The rain is falling tonight and has been drenching the earth here for the last 5 hours and will most likely drench the earth here until morning, and then we will see. The drought seems to be coming to an end. The rice is growing. It is green green green here everywhere you look. I run in the early evening and as I am engulfed by the weeds that shoot up over night and take over the roads and the walk ways I hope a car doesn’t mow me down as it bends through the curve of the road, me unseen until the last minute when it swerves away and I keep on running.
My heart is broken and my emotions are extreme. I realize that in my isolation I just want to be cared for…not like a baby or a spouse, but like a friend. I want to be invited to be with another and I want to feel comfortable to invite another to be with me…just to hang out a bit and feel relaxed and at ease.
It is raining tonight and I happen to love this kind of weather. It is relentless and you never know how much the earth will be able to absorb the rain and how much will flood our streets and our houses and how much we will have to start all over again.
It is raining tonight and somehow this part of being in Thailand is the most exotic, the most mysterious, and the most like home, even though it feels chaotic and dangerous.
We now have to improvise and when we improvise, somehow we become alive to ourselves and to each other.

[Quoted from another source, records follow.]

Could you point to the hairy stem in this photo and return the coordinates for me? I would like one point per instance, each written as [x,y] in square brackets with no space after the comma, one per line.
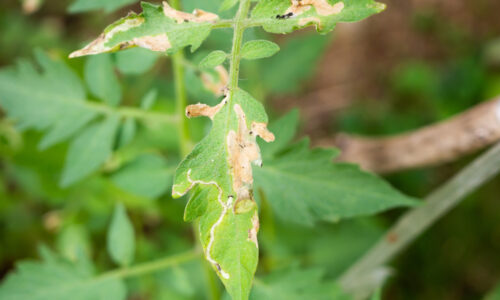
[239,29]
[180,96]
[152,266]
[416,221]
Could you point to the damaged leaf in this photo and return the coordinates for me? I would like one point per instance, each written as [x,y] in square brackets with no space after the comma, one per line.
[220,168]
[157,28]
[284,16]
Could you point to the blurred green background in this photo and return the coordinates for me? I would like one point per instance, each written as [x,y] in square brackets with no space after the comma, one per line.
[417,63]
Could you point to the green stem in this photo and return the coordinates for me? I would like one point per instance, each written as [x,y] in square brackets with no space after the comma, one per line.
[239,29]
[180,103]
[152,266]
[186,142]
[180,95]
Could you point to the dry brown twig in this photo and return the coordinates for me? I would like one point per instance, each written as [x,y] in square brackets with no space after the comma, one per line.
[432,145]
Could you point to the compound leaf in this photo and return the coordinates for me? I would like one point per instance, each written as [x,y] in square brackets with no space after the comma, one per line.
[148,176]
[285,16]
[89,150]
[56,279]
[53,100]
[220,168]
[102,80]
[156,28]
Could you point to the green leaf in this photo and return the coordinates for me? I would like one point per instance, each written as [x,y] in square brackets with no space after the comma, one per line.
[304,186]
[227,4]
[296,62]
[377,295]
[135,61]
[54,101]
[149,99]
[220,168]
[88,5]
[127,132]
[258,49]
[101,79]
[213,59]
[56,279]
[285,16]
[121,239]
[296,284]
[148,176]
[156,28]
[284,130]
[89,150]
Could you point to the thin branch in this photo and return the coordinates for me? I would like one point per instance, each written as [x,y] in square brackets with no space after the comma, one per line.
[466,133]
[133,113]
[152,266]
[416,221]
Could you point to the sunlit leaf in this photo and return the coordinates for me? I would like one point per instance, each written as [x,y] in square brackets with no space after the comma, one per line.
[220,168]
[121,239]
[284,16]
[89,150]
[157,28]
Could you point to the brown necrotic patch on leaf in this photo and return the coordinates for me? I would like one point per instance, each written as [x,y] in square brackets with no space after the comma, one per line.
[198,15]
[99,45]
[323,8]
[158,42]
[243,150]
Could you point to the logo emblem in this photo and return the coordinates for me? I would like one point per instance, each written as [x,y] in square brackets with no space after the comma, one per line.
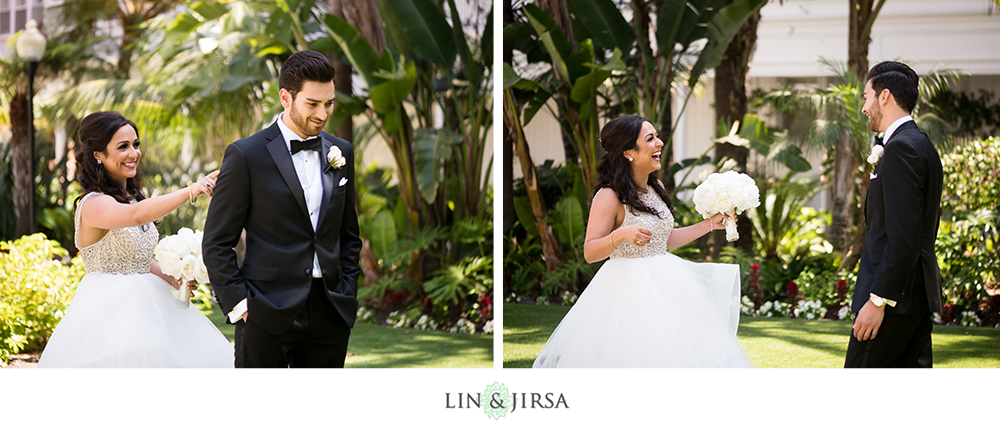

(So strange but a few days later after this reflection which I forgot about, I was running and an App on my iPhone began broadcasting a meditation by a Buddhist monk. The meditation was entitled “meditation for a broken heart.” I had never heard of or chosen to listen to this meditation before. My broken heart suddenly became whole again while running, touched by the acknowledgement and recognition of me seeing me assisted by the synchronicity of the wonderful spontaneous playing of the meditation on my phone.)